Luke 6:48-49 (NKJV) “He is like a man building a house, who dug deep and laid the foundation on the rock. And when the flood arose, the stream beat vehemently against that house, and could not shake it, for it was founded on the rock.But he who heard and did nothing is like a man who built a house on the earth without a foundation, against which the stream beat vehemently; and immediately it fell. And the ruin of that house was great.”
A marriage combines two individuals from different families, social and economic backgrounds, and cultures. Therefore, every couple will need to make some adjustments and manage their expectations when it comes to spending money. When we are married, we may or may not be able to spend money based on the lifestyle that we had when we were single.
Marriage is a covenant relationship where a couple will journey with each other till death do they part. Covenant partners mutually share all assets, liabilities, and talents. Therefore, a couple will also share the same vision for marriage, including agreement about roles, responsibilities, and expectations. They have died to their old selves, are determined to crucify their flesh, and will resolve differences maturely. They will not hold grudges, take offense, or allow anger to simmer overnight, but strive to love each other with Agape love by extending grace and mercy and choosing to be empathetic. They will ensure that all unseen “umbilical cords” are severed from their parents to be truly one flesh with their spouse.
If a couple views marriage as a covenant instead of a contract, they will also agree to have a joint account and shared assets.
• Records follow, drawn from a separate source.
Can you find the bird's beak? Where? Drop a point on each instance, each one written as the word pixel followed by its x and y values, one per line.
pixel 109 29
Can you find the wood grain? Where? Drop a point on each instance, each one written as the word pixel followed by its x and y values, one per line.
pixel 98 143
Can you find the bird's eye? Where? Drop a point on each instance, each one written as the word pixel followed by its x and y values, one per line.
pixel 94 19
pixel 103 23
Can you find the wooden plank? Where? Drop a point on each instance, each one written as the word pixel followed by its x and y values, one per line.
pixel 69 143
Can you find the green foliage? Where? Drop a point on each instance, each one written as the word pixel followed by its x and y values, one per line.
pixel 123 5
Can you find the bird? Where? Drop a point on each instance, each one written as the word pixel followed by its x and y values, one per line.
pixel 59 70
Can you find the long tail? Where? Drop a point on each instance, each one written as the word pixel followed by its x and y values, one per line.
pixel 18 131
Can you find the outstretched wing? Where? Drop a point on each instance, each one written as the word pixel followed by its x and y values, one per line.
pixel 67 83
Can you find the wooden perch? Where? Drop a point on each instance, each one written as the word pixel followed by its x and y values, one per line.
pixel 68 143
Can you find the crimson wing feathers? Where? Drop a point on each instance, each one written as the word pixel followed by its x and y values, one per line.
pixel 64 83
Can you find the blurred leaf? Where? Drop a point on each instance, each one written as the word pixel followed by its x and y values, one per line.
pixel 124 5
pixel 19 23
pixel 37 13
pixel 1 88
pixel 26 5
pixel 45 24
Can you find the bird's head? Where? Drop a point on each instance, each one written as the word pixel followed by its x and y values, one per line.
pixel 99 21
Nonetheless, some people think that sharing their financial status openly with their spouse will make them vulnerable and open them up to exploitation, while in fact, laying out each other’s assets and liabilities helps to establish trust between the couple. Marriage relationships must be built on mutual trust, not suspicion, fear of being exploited, and mistrust. Some couples have decided to part ways when one isn’t ready to reveal everything to the other or to have a joint account, but it is better to deal with this before marriage than having money get in the way of the marriage especially when difficulties come.
In a covenant marriage, both parties will choose to stay together in financial troubles, whereas in a contractual marriage, the couple will find it difficult to sacrifice for their spouse during such times, because they will be focused on “what’s mine” vs. “what’s yours”. Those who have chosen to reveal and embrace each other despite their financial status have entered into a marriage covenant to watch over each other, uphold each other in prayer, exercise their faith in God in difficult times, and face them with shared finances.
Sermon Series:Before You Say I Do (Lesson 11 Finances)
不再分你我
路加福音6:48 – 49 “他像一个人盖房子,深深地挖地,把根基安在磐石上。到发大水的时候,水冲那房子,房子总不能摇动,因为根基立在磐石上(有古卷作“因为盖造得好”)。
惟有听见不去行的,就像一个人在土地上盖房子,没有根基;水一冲,随即倒塌了,并且那房子坏得很大。”
一段婚姻结合了来自不同家庭、社会地位和经济背景、以及文化背景的两个个体。因此,每对夫妇在开支方面将需要做一些调整并管理期望。结婚后,我们可能能够也可能无法再按照我们单身时的生活方式花钱。
婚姻是一个盟约关系,夫妇二人结伴同行直至死亡将他们分开。伴侣共享所有资产、负债和才能。因此,夫妻对婚姻有着相同的愿景,包括在角色、责任和期望上达成共识。他们已向着旧我死去,并决心钉死他们的肉体,他们将会成熟地解决分歧。他们不会怀恨在心,不常受冒犯,也不会让含怒过夜。他们会努力以无条件的爱来爱对方;给予恩上加恩的宠爱和怜悯,并选择与伴侣的情绪和情感产生共鸣。他们将确保所有无形的脐带都从各自的父母那里断开,与他们的配偶真正的合而为一。
如果一对夫妇视婚姻为一个盟约而不是一纸合约,那么他们也会同意开设联名账户并共享资产。 尽管如此,还是有人认为与自己的配偶公开地分享财务状况会使他们处于弱势,将自己陷于不利的处境。而事实上,彼此坦白资产和债务有助于夫妇之间建立信任。婚姻关系必须建立在相互信任的基础上,而不是建立在怀疑、害怕被利用和不信任之上。当一方不准备向另一方透露财务状况或不愿意设立共同账户时,有些夫妇甚至因此而分开。但是,在婚前面对这个问题总好过婚后因为金钱而导致使婚姻出问题,尤其是当困难到来的时候。
在盟约式婚姻中,双方都选择在遇到财务困难时同甘共苦。而在合同式婚姻中,夫妇双方会发现难以为对方作出牺牲,因为他们看重的是“哪些是我的”和“哪些是你的”。那些无论财务状况如何,都选择向彼此敞开,拥抱对方的夫妇则已进入盟约婚姻,彼此看顾,在祷告中相互支持,在困难时期对上帝充满信心,并以共享财务来面对困难。